Activist Bill Chisholm pointed me to this essay, which I find as apt as he does. Worth a very close read to understand how, after the Berlin Wall fell and the Soviet Union dissolved, this nation’s so-called elites, rather than pausing for reflection and dismay at the destruction and death that attended the so-called Cold War with the Soviet Union, decided not only to do a victory dance, but to press on with the Project for The New American Century to become what others disgustingly called the world’s sole “hyperpower.” The resulting disintegrating mess, now, looks suspiciously like karma coming due.

The Age of Great Expectations and The Great Void

History after “The End of History”

The essay concludes:

“Where there is no vision,” the Book of Proverbs tells us, “the people perish.”  In the present day, there is no vision to which Americans collectively adhere.  For proof, we need look no further than the election of Donald Trump.

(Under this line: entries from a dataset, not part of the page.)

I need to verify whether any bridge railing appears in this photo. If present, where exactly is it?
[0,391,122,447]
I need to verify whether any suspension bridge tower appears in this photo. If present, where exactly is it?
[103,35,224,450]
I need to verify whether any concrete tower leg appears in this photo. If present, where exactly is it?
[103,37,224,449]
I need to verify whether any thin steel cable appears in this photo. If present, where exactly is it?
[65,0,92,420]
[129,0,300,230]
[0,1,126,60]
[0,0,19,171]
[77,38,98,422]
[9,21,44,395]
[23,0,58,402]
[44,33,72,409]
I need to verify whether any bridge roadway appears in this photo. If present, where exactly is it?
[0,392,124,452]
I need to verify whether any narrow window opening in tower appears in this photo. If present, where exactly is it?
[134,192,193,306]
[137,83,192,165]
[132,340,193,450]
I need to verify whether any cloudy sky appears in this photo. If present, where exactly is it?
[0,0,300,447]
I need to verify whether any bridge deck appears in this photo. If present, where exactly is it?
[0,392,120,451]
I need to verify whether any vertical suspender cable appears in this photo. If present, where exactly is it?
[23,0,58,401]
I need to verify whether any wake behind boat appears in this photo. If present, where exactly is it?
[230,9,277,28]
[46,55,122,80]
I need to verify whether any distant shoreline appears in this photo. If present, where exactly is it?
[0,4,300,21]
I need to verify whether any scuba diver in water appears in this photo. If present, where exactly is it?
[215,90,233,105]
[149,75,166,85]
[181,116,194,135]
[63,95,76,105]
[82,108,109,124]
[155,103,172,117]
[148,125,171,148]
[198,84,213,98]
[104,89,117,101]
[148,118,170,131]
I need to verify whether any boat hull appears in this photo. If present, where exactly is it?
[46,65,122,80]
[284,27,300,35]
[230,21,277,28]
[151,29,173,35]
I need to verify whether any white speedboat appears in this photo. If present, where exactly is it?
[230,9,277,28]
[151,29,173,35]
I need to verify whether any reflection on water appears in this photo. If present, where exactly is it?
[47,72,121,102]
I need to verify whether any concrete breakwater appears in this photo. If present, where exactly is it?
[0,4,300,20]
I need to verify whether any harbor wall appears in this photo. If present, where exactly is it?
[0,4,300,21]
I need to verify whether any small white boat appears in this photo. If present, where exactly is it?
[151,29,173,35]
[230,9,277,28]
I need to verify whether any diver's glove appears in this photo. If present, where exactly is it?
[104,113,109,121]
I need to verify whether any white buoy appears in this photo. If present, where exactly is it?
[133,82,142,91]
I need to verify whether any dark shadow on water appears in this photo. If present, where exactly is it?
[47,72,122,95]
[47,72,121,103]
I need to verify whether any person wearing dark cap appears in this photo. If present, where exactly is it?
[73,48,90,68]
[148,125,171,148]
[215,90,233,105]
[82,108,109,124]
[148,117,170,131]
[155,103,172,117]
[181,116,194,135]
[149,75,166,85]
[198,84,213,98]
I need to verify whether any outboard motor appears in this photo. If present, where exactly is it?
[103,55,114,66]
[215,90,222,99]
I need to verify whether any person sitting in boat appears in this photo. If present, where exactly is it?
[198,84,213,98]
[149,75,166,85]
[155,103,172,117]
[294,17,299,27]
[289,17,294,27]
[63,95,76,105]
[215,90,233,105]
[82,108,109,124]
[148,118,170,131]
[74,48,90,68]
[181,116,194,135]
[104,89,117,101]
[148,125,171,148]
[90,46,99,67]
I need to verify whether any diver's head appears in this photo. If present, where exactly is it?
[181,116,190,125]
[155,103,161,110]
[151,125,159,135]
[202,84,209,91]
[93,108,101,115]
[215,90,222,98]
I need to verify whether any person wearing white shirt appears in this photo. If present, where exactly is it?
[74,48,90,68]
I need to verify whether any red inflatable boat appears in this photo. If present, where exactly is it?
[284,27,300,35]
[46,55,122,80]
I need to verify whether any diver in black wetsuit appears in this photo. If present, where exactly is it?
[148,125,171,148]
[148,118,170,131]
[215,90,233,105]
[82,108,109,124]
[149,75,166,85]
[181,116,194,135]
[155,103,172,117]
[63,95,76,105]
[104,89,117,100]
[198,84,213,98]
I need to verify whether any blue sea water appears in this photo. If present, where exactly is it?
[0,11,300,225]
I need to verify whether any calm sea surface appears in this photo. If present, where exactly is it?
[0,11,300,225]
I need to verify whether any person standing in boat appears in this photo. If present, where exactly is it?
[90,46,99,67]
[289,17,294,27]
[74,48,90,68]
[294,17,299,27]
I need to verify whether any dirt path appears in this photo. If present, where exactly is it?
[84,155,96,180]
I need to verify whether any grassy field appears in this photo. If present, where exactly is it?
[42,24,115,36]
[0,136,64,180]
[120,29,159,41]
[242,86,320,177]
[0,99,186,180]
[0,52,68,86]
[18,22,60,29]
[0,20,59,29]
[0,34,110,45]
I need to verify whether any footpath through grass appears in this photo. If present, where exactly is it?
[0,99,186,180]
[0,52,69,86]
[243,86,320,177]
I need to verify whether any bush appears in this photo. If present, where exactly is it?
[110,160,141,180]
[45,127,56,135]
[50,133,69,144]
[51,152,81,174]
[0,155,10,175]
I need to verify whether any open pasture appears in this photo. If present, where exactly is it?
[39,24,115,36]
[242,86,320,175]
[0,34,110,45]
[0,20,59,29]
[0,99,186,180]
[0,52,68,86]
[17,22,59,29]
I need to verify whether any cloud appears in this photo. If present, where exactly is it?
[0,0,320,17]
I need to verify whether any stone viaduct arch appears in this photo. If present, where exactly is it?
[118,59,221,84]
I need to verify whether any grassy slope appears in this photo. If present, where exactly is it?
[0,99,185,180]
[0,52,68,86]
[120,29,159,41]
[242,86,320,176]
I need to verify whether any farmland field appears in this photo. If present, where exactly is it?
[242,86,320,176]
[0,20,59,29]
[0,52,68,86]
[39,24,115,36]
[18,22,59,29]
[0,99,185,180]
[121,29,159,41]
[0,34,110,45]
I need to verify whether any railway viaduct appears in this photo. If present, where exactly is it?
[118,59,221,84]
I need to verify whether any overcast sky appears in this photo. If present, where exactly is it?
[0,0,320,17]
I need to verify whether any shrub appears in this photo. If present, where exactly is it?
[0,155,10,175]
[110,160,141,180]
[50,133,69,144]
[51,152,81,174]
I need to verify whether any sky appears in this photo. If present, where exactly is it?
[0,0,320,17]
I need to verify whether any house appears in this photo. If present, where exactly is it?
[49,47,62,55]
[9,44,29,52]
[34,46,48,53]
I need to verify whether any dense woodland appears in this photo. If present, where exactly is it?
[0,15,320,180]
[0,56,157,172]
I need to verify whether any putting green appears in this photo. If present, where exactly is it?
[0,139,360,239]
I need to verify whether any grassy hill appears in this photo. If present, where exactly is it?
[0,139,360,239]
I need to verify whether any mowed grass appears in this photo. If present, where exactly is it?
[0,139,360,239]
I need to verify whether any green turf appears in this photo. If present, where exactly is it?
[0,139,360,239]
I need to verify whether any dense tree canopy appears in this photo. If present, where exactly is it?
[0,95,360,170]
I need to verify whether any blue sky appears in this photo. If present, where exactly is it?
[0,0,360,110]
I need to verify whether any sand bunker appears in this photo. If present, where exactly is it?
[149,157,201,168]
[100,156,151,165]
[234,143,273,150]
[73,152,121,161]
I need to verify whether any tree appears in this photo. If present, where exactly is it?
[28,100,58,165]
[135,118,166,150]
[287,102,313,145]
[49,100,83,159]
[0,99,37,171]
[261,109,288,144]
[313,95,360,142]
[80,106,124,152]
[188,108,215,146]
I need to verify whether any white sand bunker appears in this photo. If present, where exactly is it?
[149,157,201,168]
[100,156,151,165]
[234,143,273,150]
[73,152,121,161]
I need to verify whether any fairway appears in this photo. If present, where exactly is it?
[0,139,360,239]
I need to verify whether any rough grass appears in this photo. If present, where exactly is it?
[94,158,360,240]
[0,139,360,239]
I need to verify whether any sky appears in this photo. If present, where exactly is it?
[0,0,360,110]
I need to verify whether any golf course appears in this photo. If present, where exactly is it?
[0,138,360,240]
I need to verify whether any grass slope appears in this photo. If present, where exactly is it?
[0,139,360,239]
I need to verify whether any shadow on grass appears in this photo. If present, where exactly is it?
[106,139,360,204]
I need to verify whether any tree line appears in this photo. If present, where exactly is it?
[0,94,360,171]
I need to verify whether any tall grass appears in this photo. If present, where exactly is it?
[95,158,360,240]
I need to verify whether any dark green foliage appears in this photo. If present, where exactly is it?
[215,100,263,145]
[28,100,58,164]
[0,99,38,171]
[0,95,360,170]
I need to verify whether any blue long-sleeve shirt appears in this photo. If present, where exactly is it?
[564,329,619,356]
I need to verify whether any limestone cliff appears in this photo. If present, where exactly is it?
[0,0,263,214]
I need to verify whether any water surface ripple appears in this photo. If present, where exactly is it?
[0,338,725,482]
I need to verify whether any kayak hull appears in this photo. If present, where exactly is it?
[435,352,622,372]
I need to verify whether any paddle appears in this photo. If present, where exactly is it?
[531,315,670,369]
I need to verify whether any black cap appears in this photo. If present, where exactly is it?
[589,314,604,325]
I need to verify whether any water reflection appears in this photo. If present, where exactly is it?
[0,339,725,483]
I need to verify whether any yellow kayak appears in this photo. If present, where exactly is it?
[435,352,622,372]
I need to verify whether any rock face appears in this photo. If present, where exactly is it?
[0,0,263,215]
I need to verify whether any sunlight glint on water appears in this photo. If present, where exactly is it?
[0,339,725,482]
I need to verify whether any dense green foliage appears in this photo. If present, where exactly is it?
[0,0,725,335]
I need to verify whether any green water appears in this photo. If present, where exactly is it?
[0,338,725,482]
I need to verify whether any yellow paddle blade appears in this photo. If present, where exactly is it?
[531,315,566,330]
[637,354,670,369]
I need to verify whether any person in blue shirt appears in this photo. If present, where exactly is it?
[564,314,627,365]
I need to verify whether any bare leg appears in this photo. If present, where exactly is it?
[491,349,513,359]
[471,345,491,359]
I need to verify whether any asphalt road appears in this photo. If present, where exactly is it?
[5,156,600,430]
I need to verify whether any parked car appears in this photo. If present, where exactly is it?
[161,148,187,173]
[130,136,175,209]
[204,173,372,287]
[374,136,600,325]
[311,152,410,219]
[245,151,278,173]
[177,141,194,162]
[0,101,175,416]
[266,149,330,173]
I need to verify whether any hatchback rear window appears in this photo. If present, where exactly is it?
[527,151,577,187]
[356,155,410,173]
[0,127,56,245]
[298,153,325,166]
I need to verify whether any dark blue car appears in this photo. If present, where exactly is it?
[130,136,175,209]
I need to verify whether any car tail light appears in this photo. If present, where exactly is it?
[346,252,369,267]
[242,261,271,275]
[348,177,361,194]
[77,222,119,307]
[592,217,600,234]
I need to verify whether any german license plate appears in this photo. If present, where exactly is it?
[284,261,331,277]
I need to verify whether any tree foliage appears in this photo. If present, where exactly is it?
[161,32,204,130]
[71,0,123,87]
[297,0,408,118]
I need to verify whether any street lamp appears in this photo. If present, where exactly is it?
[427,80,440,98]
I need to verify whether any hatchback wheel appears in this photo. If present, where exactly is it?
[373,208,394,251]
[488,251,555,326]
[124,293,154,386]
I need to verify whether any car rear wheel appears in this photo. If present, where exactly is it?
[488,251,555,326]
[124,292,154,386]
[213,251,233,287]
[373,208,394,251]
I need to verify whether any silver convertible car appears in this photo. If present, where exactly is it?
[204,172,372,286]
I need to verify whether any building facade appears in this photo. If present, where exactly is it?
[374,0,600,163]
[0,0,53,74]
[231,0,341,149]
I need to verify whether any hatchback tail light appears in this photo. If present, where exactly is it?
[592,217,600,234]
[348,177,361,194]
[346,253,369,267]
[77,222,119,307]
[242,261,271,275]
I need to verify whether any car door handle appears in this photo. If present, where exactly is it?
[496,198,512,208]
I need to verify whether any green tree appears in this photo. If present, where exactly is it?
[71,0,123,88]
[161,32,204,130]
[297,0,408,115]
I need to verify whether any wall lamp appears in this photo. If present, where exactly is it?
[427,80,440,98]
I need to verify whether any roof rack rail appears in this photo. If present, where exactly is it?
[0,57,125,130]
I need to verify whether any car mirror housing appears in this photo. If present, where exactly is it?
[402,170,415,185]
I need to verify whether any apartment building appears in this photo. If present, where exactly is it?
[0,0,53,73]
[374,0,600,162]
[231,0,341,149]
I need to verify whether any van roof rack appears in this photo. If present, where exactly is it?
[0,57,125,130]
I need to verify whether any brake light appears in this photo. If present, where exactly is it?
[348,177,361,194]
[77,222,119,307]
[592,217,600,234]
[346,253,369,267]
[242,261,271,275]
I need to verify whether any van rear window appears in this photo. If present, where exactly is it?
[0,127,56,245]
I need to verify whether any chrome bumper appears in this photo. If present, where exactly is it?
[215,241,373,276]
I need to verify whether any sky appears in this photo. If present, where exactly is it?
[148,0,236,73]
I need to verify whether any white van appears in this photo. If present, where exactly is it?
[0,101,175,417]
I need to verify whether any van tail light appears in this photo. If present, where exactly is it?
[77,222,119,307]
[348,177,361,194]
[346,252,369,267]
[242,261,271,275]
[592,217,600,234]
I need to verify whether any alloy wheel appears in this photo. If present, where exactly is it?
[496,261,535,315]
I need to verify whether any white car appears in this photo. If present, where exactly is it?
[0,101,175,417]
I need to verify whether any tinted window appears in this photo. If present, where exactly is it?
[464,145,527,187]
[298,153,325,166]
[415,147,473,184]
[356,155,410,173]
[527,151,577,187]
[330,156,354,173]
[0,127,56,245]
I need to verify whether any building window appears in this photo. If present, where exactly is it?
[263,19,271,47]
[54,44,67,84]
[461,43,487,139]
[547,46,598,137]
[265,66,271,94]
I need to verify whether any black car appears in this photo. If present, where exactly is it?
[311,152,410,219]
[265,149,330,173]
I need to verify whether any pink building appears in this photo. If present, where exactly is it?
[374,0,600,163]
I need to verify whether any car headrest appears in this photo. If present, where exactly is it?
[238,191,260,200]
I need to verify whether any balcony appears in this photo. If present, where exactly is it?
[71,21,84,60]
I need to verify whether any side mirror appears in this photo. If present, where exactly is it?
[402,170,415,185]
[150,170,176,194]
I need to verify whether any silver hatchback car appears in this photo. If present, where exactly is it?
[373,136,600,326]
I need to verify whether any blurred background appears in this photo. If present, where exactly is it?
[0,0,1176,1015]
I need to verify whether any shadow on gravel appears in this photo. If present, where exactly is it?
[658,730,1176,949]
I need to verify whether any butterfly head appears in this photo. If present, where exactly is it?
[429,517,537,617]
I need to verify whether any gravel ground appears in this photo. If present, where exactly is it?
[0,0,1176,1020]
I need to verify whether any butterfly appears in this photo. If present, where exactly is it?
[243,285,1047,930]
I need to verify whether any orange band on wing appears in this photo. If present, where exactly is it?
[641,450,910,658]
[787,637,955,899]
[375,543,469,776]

The Age of Great Expectations has ended, leaving behind an ominous void.  Yet Trump’s own inability to explain what should fill that great void provides neither excuse for inaction nor cause for despair.  Instead, Trump himself makes manifest the need to reflect on the nation’s recent past and to think deeply about its future.

A decade before the Cold War ended, writing in democracy, a short-lived journal devoted to “political renewal and radical change,” the historian and social critic Christopher Lasch sketched out a set of principles that might lead us out of our current crisis. Lasch called for a politics based on “the nurture of the soil against the exploitation of resources, the family against the factory, the romantic vision of the individual against the technological vision, [and] localism over democratic centralism.” Nearly a half-century later, as a place to begin, his prescription remains apt.

2 thoughts on “What happened after the U.S. “won” the Cold War?”

  1. Thank you, Ann, and your friend Bill, for introducing your readers to the thoughtful Andrew Bacevich, who has impeccable conservative credentials (for those foreign policy hawks who think you have to be a peacenik to disagree with US foreign policy) – graduate of U.S. Military Academy, commanding officer in Vietnam, father of a son who enlisted in the Iraq War (despite his father’s opposition to that war on policy grounds) who was killed in action (if my memory is accurate on these points). Read one of his books during the Iraq War (after reading posts on TomDispatch). Christopher Lasch, BTW, used to write about “market totalitarianism” to describe our current society.